Achieving the match is made difficult by the antiquated nature of New Jersey’s workforce-training infrastructure.
Yesterday’s jobs are not today’s—and today’s jobs are not tomorrow’s. The increasing volatility of the labor market places a premium on improving one’s “human capital” to meet employers’ needs. Rapid changes in technologies and business practices exacerbate current trends and show the need for New Jersey to do a better job of helping people get the training and support they need to get work that supports a family.
One big target for such assistance is the nearly 75,000 New Jerseyans who, according to the U.S. Bureau of Labor Statistics, have not been able to find work after months or even years of joblessness.
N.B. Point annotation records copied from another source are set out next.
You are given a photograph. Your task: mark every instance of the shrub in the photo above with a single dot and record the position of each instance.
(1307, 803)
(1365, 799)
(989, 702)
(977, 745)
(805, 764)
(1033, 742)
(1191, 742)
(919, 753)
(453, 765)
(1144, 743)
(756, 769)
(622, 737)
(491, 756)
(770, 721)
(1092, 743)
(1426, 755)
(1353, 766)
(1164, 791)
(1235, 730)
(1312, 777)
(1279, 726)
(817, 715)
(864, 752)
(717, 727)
Many of the long-term unemployed have become part of the “missing labor force.” In fact, more than three in 10 of New Jersey’s unemployed have not been able find a job for more than six months. New Jersey’s rate of long-term unemployment is among the highest of any state, and significantly higher than the national average of 23.3%.31
Given such chronic problems, and their impact on the state’s competitiveness, New Jersey needs strategies for delivering far more robust and effective education and training. Educational attainment levels in New Jersey remain far below what most workers need to obtain good, family-supporting jobs. According to U.S. Census data from 2015, 10.9% of New Jersey’s residents have not earned a high school diploma, the minimum requirement for nearly every job today. While 42% of New Jersey residents have earned a postsecondary credential, far more New Jersey job applicants in the coming decades will need at least some postsecondary education to obtain a good job.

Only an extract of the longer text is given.